1) Anyone know where I can send some tubes to be tested? I'm in Kingston, ON and don't know anyone locally who provides this service. I have a mix of about 15-20 tubes, many of which _appear_ to be worth testing (i.e. NOS British and US-made 6L6 & 6V6's, 5Y3 & 5V4's, 12A*7's, etc). I'd like to keep a few just for personal use and would distribute the rest.

2) Are there any amp builders here (or tweakers) who could use some iron? Again, I have a mix of PT's, OT's, chokes, and some "universals" from Hammond, Weber, and others. Most are for 15-25 watt builds/upgrades but the universals are good for 40 watts or so. 

Let me know.

Steve


----------



## bagpipe (Sep 19, 2006)

I dont know if he provides this service or not, but Jon at TheTubeStore in Hamilton is really helpful. You might want to send him an email and ask?


----------



## StevieMac (Mar 4, 2006)

Thanks bagpipe, I may take that route.

Just to update on the iron: Hammond 125SE (single-ended) OT is now spoken for. I also have the following:

1) one Hammond 125E OT for 15 watt push-pull amps; 
2) one Hammond 1645 OT for 30 watt push-pull amps; 
3) one Hammond Reactor 193H choke; 
4) two Weber W025130 (20-25 watt) PT's;
5) two as-yet-unidentified Hammond universal trannies.
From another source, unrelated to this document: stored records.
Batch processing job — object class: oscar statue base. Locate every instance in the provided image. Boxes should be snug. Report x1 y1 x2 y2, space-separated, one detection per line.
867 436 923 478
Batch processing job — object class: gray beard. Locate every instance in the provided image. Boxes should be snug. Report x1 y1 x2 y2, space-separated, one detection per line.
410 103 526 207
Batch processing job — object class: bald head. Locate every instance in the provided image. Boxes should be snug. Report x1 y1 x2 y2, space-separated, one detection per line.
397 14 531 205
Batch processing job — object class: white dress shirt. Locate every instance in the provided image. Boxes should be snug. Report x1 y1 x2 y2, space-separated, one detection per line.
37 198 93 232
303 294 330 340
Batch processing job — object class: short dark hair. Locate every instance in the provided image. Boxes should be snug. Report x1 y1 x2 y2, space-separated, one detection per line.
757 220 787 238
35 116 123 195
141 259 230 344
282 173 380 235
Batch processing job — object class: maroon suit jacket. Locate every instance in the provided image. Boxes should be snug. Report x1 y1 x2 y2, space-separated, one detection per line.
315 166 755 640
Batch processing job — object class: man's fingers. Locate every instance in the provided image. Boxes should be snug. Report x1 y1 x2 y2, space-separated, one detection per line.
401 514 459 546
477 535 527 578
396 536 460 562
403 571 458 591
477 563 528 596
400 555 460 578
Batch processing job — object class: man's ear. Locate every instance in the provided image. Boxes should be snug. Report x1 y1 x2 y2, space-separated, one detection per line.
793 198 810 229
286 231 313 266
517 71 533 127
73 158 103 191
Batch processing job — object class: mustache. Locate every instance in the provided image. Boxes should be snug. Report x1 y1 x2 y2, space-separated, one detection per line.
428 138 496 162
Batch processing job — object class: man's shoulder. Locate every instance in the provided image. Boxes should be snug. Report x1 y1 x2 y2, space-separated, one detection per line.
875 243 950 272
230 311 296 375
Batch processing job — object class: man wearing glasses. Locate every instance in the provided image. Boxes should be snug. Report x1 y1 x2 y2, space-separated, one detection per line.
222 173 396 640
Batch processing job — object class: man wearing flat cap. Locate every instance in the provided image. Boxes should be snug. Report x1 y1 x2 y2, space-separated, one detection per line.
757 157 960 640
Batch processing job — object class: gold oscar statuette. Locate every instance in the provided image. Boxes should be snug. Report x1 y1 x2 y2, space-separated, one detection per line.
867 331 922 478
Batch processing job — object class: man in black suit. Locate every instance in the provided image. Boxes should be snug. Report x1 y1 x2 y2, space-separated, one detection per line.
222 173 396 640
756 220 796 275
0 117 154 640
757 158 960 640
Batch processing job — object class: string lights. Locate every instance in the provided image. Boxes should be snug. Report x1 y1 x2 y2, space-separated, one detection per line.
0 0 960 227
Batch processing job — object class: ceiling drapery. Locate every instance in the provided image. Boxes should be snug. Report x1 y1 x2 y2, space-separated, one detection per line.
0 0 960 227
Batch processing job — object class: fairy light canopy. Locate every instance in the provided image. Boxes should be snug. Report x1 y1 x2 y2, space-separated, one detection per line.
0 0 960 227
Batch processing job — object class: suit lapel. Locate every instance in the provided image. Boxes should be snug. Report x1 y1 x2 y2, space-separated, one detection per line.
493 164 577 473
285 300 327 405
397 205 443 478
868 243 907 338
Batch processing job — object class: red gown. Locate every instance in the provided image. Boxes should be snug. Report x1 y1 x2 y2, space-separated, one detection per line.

Labels have "H300337" and indicate 40 watts, 0-4-8-16 ohm secondaries, and "ultralinear taps @ 40% pri volts"...if that means something; 
6) the rest are a variety of chokes and filament transformers..there's at least half a dozen of them. 

Steve


----------



## Wild Bill (May 3, 2006)

StevieMac said:


> Thanks bagpipe, I may take that route.
> 
> Just to update on the iron: Hammond 125SE (single-ended) OT is now spoken for. I also have the following:
> 
> ...


Just a copy of a private email, Steve. I'd be willing to test them all for free if you enclosed an output trannie. That would cover the cost for me of the return shipping from Stoney Creek.

:food-smiley-004:


----------



## StevieMac (Mar 4, 2006)

Hey Bill. I emailed you back. So far, I haven't found anyone closer to test the tubes so...would you take a universal tranny in lieu? LMK.


----------



## Wild Bill (May 3, 2006)

StevieMac said:


> Hey Bill. I emailed you back. So far, I haven't found anyone closer to test the tubes so...would you take a universal tranny in lieu? LMK.


Check your emails, Steve! Posted your tubes back today.

:rockon2:


----------